Infusion of the peptide secretin augments cardiac output due to vasodilating and inotropic properties. The aim of this investigation was to study how the increased cardiac output is distributed in the peripheral circulation. Before, during and after 15 min infusion of secretin 64 CU kg-1 h-1 flow changes in renal, carotid, femoral and the superior mesenteric arteries were measured by means of electromagnetic flowmetry in anaesthetized dogs. Cardiac output and stroke volume increased by 41 and 27%, respectively, whereas the total systemic resistance fell 35%. The LVdP/dt increased by 35%. After 5 min infusion, renal and carotid flows increased by 62 and 50%, respectively, whereas the femoral flow was only slightly elevated and the superior mesenteric flow unchanged. Both the femoral and the superior mesenteric flow gradually augmented and at the end of the infusion flow was substantially elevated in all four arteries. The study demonstrated that the increased cardiac output by secretin was distributed to all the four arteries, although a preponderance of flow to the renal circulation was indicated. This flow profile may be regarded as favourable in the management of low output conditions.

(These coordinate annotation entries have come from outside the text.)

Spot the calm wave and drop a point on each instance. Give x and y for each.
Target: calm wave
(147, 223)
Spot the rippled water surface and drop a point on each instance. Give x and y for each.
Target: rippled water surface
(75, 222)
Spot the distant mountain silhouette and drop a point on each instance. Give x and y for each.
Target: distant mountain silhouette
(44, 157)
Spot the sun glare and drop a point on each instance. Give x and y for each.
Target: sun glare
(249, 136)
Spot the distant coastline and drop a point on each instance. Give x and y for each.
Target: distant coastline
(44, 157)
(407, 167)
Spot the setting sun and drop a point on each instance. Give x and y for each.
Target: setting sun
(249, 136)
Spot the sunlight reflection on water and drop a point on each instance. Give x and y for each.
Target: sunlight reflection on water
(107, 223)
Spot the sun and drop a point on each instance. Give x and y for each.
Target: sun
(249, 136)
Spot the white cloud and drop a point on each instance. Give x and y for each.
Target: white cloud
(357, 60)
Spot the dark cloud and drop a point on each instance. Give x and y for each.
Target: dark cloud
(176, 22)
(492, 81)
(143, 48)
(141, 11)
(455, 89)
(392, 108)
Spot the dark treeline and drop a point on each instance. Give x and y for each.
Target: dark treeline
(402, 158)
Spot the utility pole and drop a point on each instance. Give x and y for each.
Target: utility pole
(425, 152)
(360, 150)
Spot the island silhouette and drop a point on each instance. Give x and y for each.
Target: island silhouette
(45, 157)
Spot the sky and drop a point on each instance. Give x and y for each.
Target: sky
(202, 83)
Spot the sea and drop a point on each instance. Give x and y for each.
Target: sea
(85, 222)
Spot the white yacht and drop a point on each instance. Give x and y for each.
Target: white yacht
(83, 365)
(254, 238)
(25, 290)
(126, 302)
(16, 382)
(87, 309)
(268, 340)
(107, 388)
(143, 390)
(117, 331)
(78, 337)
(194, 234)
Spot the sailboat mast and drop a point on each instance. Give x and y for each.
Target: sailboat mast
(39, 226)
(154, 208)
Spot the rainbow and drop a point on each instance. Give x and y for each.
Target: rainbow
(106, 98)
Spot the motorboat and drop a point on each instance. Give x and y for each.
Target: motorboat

Renal blood flow during acute ischaemic heart failure in dogs: Effects of dopamine and high doses of insulin

The effects of acute ischaemic heart failure on renal blood flow and the influence of dopamine at low dose range and high doses of insulin were examined. Acute left ventricular (LV) failure was induced in dogs by injection of 50-micron plastic microspheres into the left main coronary artery. The dogs showed signs of severely depressed LV function. Cardiac output was decreased to a significantly greater extent than renal blood flow, and while total peripheral resistance was significantly increased, there were no significant changes in renal vascular resistance. The results indicate different sympathetic discharge to the various vascular beds during acute ischaemic heart failure. Dopamine at low dose range and high doses of insulin were found to improve myocardial contractility and to reduce renal vascular resistance and increase renal blood flow.

Morphine effects on the release of glucagon, insulin and somatostatin from the isolated, perfused rat pancreas

The pancreatic glands from six male Wistar rats weighing between 200 and 250 g were isolated and perfused. After 30-min equilibration and 20-min basal periods, perfusion with 0.2 mg/ml of morphine for 20 min resulted in a significant (P<0.05) increase in insulin release, with no changes in release of gucagon or somatostatin. After a recovery period of 20 min, a higher morphine concentration of 2 mg/ml was introduced for another 20-min period. With this morphine dose there were significant increases in release of insulin (P<0.05), glucagon (P<0.01) and somatostatin (P<0.05). This shows that morphine induces the release of insulin, glucagon and somatostatin from pancreas in a dose-dependent way, and that release of insulin and glucagon is not primarily affected by regulation of somatostatin levels.